"Yes." He sat up more erect in his seat. "You saw Mr. Rivers. He's the best ever."

"I've heard about how good he is and how gruff. That's the kind I like; no nonsense about them. I hate sissy men, don't you?"

Willy assented, but without animation; he was diffidently searching his inner consciousness as to whether he himself had not been accused of being a sissy. "Sometimes a fellow seems a sissy when he isn't," he offered.

"Oh, often," she agreed heartily; "but the man they want Moira to marry is a genuine muff, a horrid, languid-affected New Yorker who talks like a guardsman and makes fun of his own country. Moira can't endure him; but he offers to settle half a million on her, and we let Effie marry a captain of the line who had only a thousand a year—"

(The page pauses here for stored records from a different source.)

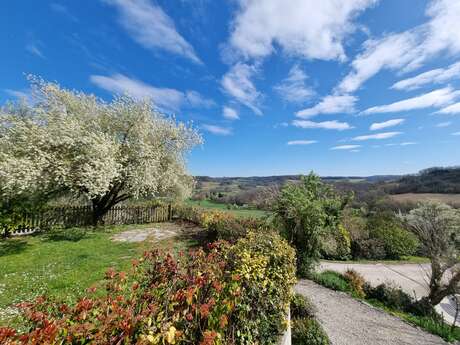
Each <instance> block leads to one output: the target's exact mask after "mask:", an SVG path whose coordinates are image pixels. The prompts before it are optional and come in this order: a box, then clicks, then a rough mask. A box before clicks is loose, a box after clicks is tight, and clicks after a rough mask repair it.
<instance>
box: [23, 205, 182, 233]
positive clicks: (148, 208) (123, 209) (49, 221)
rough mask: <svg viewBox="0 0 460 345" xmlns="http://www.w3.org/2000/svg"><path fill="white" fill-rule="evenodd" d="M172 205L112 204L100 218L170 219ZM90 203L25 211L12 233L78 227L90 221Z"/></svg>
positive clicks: (151, 222) (157, 219)
mask: <svg viewBox="0 0 460 345" xmlns="http://www.w3.org/2000/svg"><path fill="white" fill-rule="evenodd" d="M172 216H173V212H172V207H171V205H165V206H115V207H113V208H111V209H110V210H109V211H108V212H107V213H106V214H105V215H104V217H103V218H102V222H103V224H105V225H121V224H145V223H157V222H167V221H170V220H172ZM91 221H92V207H91V206H71V207H53V208H48V209H46V210H44V211H42V212H41V213H39V214H30V215H29V214H24V215H22V216H21V217H20V218H19V219H16V221H15V223H16V224H17V225H18V230H17V231H15V234H18V235H20V234H26V233H30V232H31V231H32V230H36V229H46V228H50V227H63V228H69V227H79V226H88V225H91Z"/></svg>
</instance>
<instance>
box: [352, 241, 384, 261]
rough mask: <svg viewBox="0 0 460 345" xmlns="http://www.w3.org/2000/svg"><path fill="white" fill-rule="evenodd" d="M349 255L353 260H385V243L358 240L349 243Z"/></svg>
mask: <svg viewBox="0 0 460 345" xmlns="http://www.w3.org/2000/svg"><path fill="white" fill-rule="evenodd" d="M351 254H352V256H353V258H354V259H370V260H381V259H385V258H386V256H387V253H386V251H385V243H384V242H383V241H382V240H380V239H375V238H370V239H358V240H354V241H353V242H352V243H351Z"/></svg>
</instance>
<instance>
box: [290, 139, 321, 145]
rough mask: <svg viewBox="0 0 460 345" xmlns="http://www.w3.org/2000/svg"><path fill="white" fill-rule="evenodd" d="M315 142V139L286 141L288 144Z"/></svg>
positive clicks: (315, 141)
mask: <svg viewBox="0 0 460 345" xmlns="http://www.w3.org/2000/svg"><path fill="white" fill-rule="evenodd" d="M316 143H317V141H316V140H291V141H288V142H287V144H288V145H311V144H316Z"/></svg>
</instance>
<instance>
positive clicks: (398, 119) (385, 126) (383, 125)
mask: <svg viewBox="0 0 460 345" xmlns="http://www.w3.org/2000/svg"><path fill="white" fill-rule="evenodd" d="M403 122H404V119H393V120H388V121H385V122H376V123H373V124H372V125H371V127H370V128H369V129H370V130H371V131H378V130H379V129H384V128H388V127H394V126H397V125H400V124H401V123H403Z"/></svg>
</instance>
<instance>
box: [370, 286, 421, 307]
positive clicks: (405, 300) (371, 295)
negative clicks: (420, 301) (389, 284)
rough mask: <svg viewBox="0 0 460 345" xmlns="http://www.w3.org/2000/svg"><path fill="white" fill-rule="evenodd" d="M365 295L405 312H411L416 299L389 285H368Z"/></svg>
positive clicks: (385, 305) (389, 306) (394, 286)
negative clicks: (370, 285)
mask: <svg viewBox="0 0 460 345" xmlns="http://www.w3.org/2000/svg"><path fill="white" fill-rule="evenodd" d="M364 291H365V294H366V296H367V298H369V299H375V300H377V301H380V302H382V303H383V304H384V305H385V306H387V307H389V308H393V309H397V310H401V311H404V312H410V311H411V308H412V305H413V303H414V299H413V298H412V297H411V296H410V295H408V294H407V293H405V292H404V291H403V290H402V289H401V288H398V287H395V286H391V285H388V284H380V285H377V286H376V287H371V286H370V285H368V284H367V285H366V286H365V287H364Z"/></svg>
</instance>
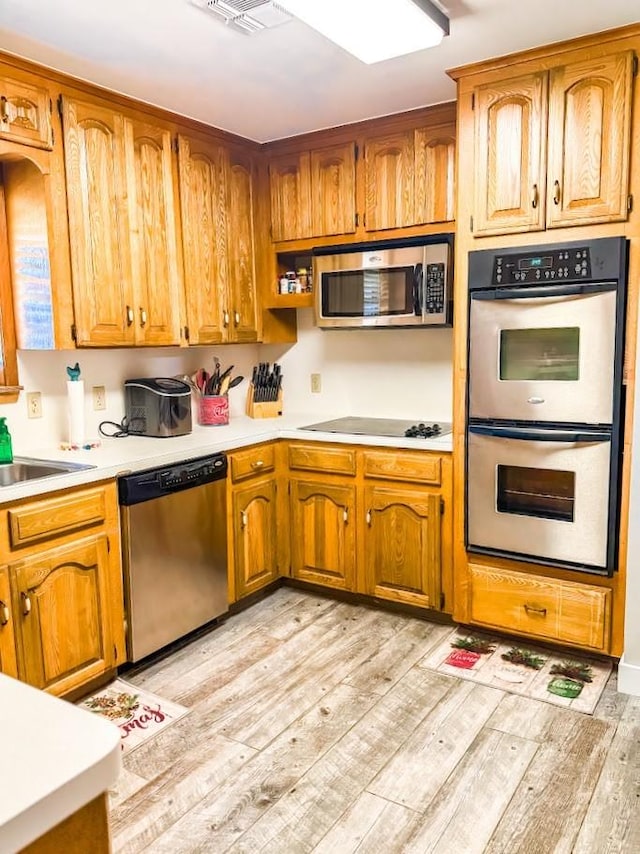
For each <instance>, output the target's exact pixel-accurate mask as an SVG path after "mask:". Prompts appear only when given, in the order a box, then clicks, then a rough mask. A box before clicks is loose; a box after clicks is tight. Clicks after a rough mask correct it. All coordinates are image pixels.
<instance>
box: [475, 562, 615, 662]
mask: <svg viewBox="0 0 640 854" xmlns="http://www.w3.org/2000/svg"><path fill="white" fill-rule="evenodd" d="M469 578H470V584H471V620H472V622H473V623H478V624H482V625H486V626H491V627H495V628H498V629H504V630H505V631H508V632H515V633H517V634H524V635H527V636H528V637H538V638H544V639H545V640H550V641H558V642H560V643H566V644H571V645H572V646H579V647H585V648H588V649H593V650H598V651H599V652H608V651H609V633H610V623H611V595H612V594H611V590H608V589H606V588H604V587H598V586H596V585H593V584H582V583H580V582H572V581H560V580H558V579H555V578H544V577H542V576H538V575H533V574H529V573H524V572H515V571H510V570H502V569H497V568H493V567H488V566H479V565H474V564H469Z"/></svg>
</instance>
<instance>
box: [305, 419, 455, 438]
mask: <svg viewBox="0 0 640 854" xmlns="http://www.w3.org/2000/svg"><path fill="white" fill-rule="evenodd" d="M300 429H301V430H317V431H319V432H322V433H353V434H355V435H357V436H389V437H390V438H393V439H397V438H401V437H403V436H407V437H411V438H416V439H428V438H436V437H437V436H446V435H447V433H451V424H447V423H444V422H439V423H438V422H436V423H434V422H431V421H403V420H401V419H399V418H361V417H360V416H357V415H347V416H346V417H345V418H334V419H333V421H320V422H319V423H318V424H307V425H306V426H305V427H301V428H300Z"/></svg>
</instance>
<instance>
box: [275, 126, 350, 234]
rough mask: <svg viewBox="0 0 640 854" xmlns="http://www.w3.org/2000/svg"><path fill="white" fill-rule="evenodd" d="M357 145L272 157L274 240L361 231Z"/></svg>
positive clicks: (319, 148)
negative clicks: (357, 187)
mask: <svg viewBox="0 0 640 854" xmlns="http://www.w3.org/2000/svg"><path fill="white" fill-rule="evenodd" d="M355 163H356V158H355V143H353V142H350V143H346V144H344V143H342V144H339V145H330V146H326V147H322V148H317V149H313V150H311V151H302V152H295V153H293V154H286V155H279V156H276V157H273V158H272V159H271V160H270V161H269V180H270V192H271V231H272V239H273V240H274V241H280V240H301V239H303V238H305V237H323V236H330V235H333V234H351V233H353V232H354V231H355V230H356V211H355V198H356V183H355Z"/></svg>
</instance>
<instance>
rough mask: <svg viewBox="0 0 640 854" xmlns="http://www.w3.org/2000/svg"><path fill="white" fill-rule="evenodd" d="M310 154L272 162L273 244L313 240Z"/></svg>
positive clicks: (270, 183)
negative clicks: (306, 237)
mask: <svg viewBox="0 0 640 854" xmlns="http://www.w3.org/2000/svg"><path fill="white" fill-rule="evenodd" d="M310 181H311V170H310V165H309V154H308V153H307V152H304V153H303V154H298V153H294V154H287V155H281V156H278V157H273V158H272V159H271V160H270V162H269V185H270V190H271V238H272V240H298V239H300V238H303V237H311V186H310Z"/></svg>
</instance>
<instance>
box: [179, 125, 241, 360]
mask: <svg viewBox="0 0 640 854" xmlns="http://www.w3.org/2000/svg"><path fill="white" fill-rule="evenodd" d="M178 163H179V174H180V201H181V210H182V235H183V254H184V269H185V289H186V300H187V323H188V328H189V342H190V343H191V344H221V343H223V342H227V341H229V342H232V341H239V342H240V341H242V342H247V341H256V340H257V338H258V331H257V320H256V297H255V270H254V261H253V243H254V227H253V192H254V190H253V187H254V174H253V164H252V160H251V158H250V157H248V156H243V155H241V154H239V153H238V152H235V151H229V150H227V149H226V148H224V147H223V146H221V145H220V144H217V143H214V142H211V141H207V140H202V139H200V138H195V137H187V136H182V135H180V136H179V137H178Z"/></svg>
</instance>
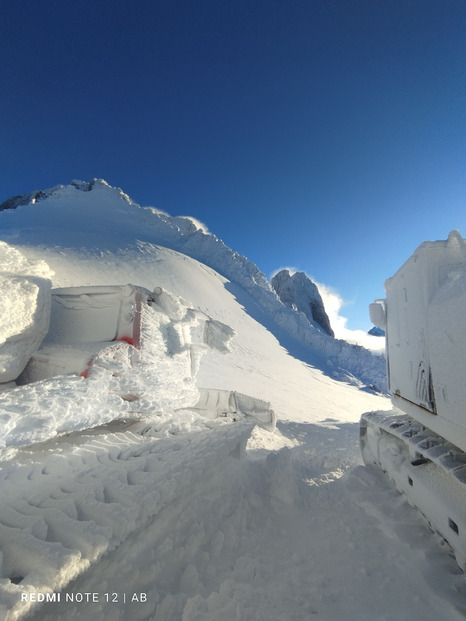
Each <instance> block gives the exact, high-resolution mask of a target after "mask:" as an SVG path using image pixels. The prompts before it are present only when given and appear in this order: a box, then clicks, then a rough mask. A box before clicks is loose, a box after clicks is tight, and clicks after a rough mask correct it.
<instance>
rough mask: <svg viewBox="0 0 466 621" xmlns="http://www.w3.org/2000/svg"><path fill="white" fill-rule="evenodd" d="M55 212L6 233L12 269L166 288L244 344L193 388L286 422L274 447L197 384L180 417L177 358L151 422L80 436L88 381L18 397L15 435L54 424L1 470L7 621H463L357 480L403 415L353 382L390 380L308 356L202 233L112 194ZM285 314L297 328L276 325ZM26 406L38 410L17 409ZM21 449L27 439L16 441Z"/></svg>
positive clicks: (457, 596) (440, 588) (70, 192)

"That was you," interrupted Willy fervently. "You did that. Oswald told me—"

"No, it was dad; he couldn't bear to have Effie so unhappy when I told him how she might go into a decline, she felt so wretched. But you see, having let Effie do that and helping her out, we couldn't afford any more detrimentals, although Jimmy's got his colonelcy and the cross and they are ever so happy. But we can't afford another love match. The bishop is dead and Ellen hasn't very much; and Lord Fairley has a big family; he was a widower with five when Ellen married him, and they have two; and we are so deadly poor. It is really necessary, but it's awful. And I am sure she cares a lot for Reggy Sackville, a kind of cousin of ours who is a barrister, and she is sure he will be a judge, he is so clever; but he couldn't support a wife for years and years. Don't you think it's really and truly awful to have to marry anybody?"

"Awful—intolerable," agreed Willy. "I simply will not."

"And your father wants you—" She looked so sympathetic that Willy broke right in:

"Yes. I never seem able to do anything my father wants. I can't manage men and make friends and run the business as my brothers did. Now he wants me to marry a girl he has picked out for me; and I've got to disappoint him again. I wrote him I'd try to meet his wishes every other way—I'd accept dinner invitations; I'd learn the steel business; I could ride and run an automobile, and I had been up in an airship, and I'd try to win a golf cup; and I'm taking bridge lessons, but—the hand of Douglas was his own, you know."

"I think that's splendid!" cried the girl heartily. "I don't want to; but maybe I shall have to, to save Moira."